Hi, I wanted to confirm my understanding regarding the current behavior of PyTorch FSDP (native) when it comes to setting separate optimization parameters for different layers/modules within an FSDP wrapped module.
As a concrete example, I am following this tutorial of running a HuggingFace T5 model with FSDP and I use the
T5Block being the
transformer_layer_cls as suggested here. In this case, if I understand correctly, it is not possible to set weight-decay corresponding to the parameters of the LayerNorm layers present within each
T5Block to a value different from the weight-decay that’s passed to the optimizer? In particular, I’d like to have the weight-decay value to be 0.0 for these parameters following standard practice.
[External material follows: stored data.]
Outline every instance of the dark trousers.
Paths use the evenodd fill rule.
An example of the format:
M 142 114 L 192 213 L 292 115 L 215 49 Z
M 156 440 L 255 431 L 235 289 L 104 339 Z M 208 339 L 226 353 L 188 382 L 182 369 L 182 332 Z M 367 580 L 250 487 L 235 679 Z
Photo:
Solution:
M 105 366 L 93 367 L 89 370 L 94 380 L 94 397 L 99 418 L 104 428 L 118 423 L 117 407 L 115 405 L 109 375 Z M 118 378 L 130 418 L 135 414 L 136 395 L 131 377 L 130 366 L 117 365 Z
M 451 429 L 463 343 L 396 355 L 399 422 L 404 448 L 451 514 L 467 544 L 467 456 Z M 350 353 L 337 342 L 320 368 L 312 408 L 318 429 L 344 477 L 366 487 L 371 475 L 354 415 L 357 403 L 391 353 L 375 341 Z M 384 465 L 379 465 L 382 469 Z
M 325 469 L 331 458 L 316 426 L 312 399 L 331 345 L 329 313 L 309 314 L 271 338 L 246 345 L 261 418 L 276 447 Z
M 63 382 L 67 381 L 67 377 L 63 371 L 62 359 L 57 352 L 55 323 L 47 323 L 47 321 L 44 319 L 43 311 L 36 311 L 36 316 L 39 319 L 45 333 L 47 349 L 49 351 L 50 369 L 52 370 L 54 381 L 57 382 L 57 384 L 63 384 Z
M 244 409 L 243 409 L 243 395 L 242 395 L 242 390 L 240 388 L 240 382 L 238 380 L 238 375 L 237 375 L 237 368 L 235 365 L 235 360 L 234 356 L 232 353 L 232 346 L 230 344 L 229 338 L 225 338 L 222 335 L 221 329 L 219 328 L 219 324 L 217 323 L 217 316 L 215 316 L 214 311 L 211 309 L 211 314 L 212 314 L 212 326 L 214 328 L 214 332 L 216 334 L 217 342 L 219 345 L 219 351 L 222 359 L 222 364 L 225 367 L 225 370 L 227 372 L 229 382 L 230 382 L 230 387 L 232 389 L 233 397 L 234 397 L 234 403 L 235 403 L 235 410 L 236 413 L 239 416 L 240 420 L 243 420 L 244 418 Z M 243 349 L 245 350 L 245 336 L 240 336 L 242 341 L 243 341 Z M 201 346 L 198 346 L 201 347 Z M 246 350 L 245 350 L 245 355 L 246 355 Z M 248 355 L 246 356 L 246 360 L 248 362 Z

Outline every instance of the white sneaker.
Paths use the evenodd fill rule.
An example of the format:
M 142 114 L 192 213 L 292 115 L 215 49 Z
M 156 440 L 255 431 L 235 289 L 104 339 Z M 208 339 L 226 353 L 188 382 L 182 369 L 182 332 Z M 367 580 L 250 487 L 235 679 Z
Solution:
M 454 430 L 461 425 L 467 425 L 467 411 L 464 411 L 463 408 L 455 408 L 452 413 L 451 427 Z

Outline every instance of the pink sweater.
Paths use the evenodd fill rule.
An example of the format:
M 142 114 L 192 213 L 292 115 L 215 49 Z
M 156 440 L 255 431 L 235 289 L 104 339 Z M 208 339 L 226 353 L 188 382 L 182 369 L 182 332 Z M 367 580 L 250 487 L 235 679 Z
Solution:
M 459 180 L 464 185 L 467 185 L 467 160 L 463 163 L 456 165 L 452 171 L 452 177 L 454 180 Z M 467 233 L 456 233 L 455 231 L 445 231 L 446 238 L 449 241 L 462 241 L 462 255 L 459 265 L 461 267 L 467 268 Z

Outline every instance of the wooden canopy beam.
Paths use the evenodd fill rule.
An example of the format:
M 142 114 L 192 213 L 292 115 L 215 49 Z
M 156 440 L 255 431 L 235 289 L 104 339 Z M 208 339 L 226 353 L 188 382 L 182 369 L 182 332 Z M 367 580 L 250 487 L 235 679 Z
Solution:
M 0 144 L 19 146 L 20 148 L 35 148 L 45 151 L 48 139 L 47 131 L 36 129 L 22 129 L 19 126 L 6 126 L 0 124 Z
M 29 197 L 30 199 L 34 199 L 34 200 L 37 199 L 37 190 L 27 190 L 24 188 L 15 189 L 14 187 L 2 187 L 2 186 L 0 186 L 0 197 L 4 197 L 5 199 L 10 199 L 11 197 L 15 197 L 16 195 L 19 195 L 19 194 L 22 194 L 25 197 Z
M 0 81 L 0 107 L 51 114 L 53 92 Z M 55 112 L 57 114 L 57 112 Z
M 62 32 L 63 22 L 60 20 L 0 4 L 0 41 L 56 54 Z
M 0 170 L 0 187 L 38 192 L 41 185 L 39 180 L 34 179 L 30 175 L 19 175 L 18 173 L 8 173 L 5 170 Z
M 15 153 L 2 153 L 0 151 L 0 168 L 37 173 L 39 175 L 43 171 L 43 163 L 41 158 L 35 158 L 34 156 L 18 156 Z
Without FSDP, I can filter out such parameters by name or type and send two separate parameter groups to the Optimizer. With FSDP, each
T5Block is presented as a flat parameter which prevents us from doing so. While using FSDP, I can potentially wrap each individual LayerNorm to be its own FSDP unit but it will require modifying the
T5Block module and also will create a much higher number of FSDP units, thereby reducing compute/communication efficiency.
I have looked into this FSDP method called
summon_full_params but I am not sure if I can create such parameter groups using the unflattened parameters returned by this function and pass it to the torch.optim.AdamW optimizer. If not, then is there any other way to achieve this behavior with FSDP at this moment?